Родилась девочка. Я была слишком измучена, чтобы почувствовать разочарование. Ее положили мне на грудь, и, рассматривая это сморщенное гримасничающее создание, я не испытала, к своему удивлению, никакого прилива любви, никакой гордости. Жалобно пискнув, новорожденная оттолкнула меня своими крохотными кулачками. И через тридцать восемь лет в наших отношениях ничего не изменилось. Я не понимаю, что случилось. И не могу этого объяснить. Для меня это остается загадкой. Почему одного ребенка любят, а другого — нет? Почему ребенок отталкивает свою мать? Чья здесь вина? Почему это определяется с самого рождения? И почему уже ничего нельзя изменить?
Ваша дочь превратилась в жесткую женщину, состоящую из костей и углов. В ней нет ни грана вашей мягкости или моей приветливости. Как можно выносить ребенка, плоть от плоти твоей, и не ощущать его родным? Я считаю, что она похожа на вас: у нее ваши глаза, ваши темные волосы и ваш нос. Ее не назовешь хорошенькой, но если бы она почаще улыбалась, то была бы красивой. В ней нет даже живости моей матери, ее тщеславного кокетства, которое временами казалось почти потешным. Что увидел в ней мой зять, элегантный и корректный Лоран? Вероятно, безукоризненную хозяйку дома. Видимо, она хорошо готовит. И твердой рукой управляет хозяйством своего мужа, сельского врача. А их дети… Клемане и Леон… Я почти не знаю их… Уже несколько лет я не видела их милые личики.
И сегодня я сожалею только об этом. Как бабушка, я хотела бы иметь прочные связи со своими потомками. Но слишком поздно. Возможно, я превратилась в несведущую мать, потому что была несостоявшейся дочерью. Быть может, отсутствие любви между мной и Виолеттой — это моя вина. Быть может, я достойна порицания. Я мысленно вижу, как вы гладите меня по руке, словно желаете сказать: «Ну будет, будет». Но видите ли, Арман, я ведь так любила малыша. Конечно, можно сказать, что так случилось из-за сложившейся ситуации. Сегодня, на закате дней, я могу оценивать прошлое и утверждать это почти без боли. Но не без угрызений совести.

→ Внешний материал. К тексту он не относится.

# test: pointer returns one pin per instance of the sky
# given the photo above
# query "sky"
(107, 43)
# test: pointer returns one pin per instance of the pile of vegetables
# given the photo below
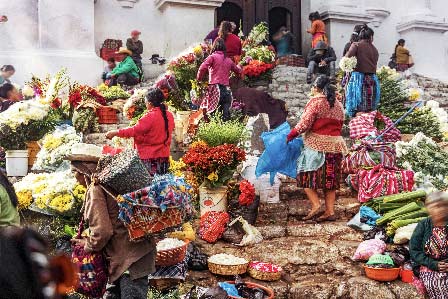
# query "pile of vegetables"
(399, 210)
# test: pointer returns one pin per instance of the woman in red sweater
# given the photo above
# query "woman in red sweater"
(319, 164)
(232, 41)
(152, 133)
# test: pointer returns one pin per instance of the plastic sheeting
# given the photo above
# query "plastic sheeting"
(279, 156)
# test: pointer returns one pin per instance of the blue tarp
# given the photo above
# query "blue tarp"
(279, 156)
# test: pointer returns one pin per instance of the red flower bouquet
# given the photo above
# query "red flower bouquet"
(213, 165)
(247, 195)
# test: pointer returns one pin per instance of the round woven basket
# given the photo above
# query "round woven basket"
(171, 256)
(227, 270)
(264, 276)
(381, 274)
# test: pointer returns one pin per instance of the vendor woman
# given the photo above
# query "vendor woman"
(319, 164)
(129, 263)
(363, 89)
(429, 247)
(152, 133)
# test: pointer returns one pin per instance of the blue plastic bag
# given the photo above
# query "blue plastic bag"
(278, 155)
(230, 289)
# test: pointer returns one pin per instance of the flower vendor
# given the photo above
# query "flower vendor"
(318, 166)
(126, 72)
(8, 96)
(403, 56)
(6, 72)
(363, 89)
(283, 41)
(135, 45)
(219, 67)
(152, 133)
(322, 59)
(232, 41)
(429, 247)
(130, 263)
(8, 203)
(317, 29)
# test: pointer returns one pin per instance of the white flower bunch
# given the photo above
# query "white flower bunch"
(227, 259)
(22, 113)
(348, 64)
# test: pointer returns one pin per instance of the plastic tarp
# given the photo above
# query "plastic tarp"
(279, 156)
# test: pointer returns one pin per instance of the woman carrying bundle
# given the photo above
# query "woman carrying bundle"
(363, 89)
(152, 133)
(319, 165)
(429, 247)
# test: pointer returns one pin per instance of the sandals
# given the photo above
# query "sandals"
(326, 218)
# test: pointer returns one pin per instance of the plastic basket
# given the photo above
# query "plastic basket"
(380, 274)
(107, 115)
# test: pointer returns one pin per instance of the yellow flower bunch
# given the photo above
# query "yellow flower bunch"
(25, 198)
(50, 142)
(177, 167)
(79, 192)
(213, 177)
(61, 203)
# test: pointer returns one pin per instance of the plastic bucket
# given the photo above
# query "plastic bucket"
(213, 199)
(407, 275)
(17, 163)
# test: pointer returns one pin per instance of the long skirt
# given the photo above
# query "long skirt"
(327, 177)
(362, 93)
(436, 284)
(157, 165)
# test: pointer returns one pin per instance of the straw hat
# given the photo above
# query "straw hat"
(124, 50)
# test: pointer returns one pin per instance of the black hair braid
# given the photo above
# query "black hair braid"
(9, 189)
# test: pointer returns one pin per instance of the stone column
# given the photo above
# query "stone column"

Как мне вас не хватает, мой дорогой. Я смотрю на вашу последнюю фотографию, сделанную на смертном одре. На вас красивый черный костюм, который вы надевали в торжественных случаях. Волосы с едва заметной проседью и усы тщательно расчесаны. Руки сложены на груди. Сколько раз после вашей смерти созерцала я этот портрет? Тысячи, наверное.
Я только что пережила непередаваемый ужас, мой любимый. Мои руки еще дрожат, и я пишу с трудом. Пока я пристально всматривалась в каждую черту вашего лица, входная дверь задрожала от мощных ударов. Кто-то пытался войти. Я вскочила, опрокинув чашку. Мое сердце готово было вырваться из груди. Я замерла. Могли ли они меня услышать? Догадаются ли, что в доме кто-то есть? Я медленно подкралась к входной двери. Снаружи слышались голоса, кто-то топтался возле двери. Щеколда опять задергалась. Затаив дыхание, я приложила ухо к двери. Мужские голоса звонко разносились в утреннем морозном воздухе.
— Этот дом скоро сломают, работы должны начаться на следующей неделе. Хозяева уже уехали, и дом пуст, как яичная скорлупа.
Сильный удар потряс деревянную дверь, и я поспешно отпрянула.
Эта старая дверь чертовски прочная, — откликнулся другой голос.
— Ты ведь знаешь, как рассыпаются эти дома, — усмехнулся первый. — Не надо много времени, чтобы его разрушить, да и всю улицу вместе с ним.
— Точно, глазом не успеешь моргнуть, как сметут и эту улочку, и ту, что за углом.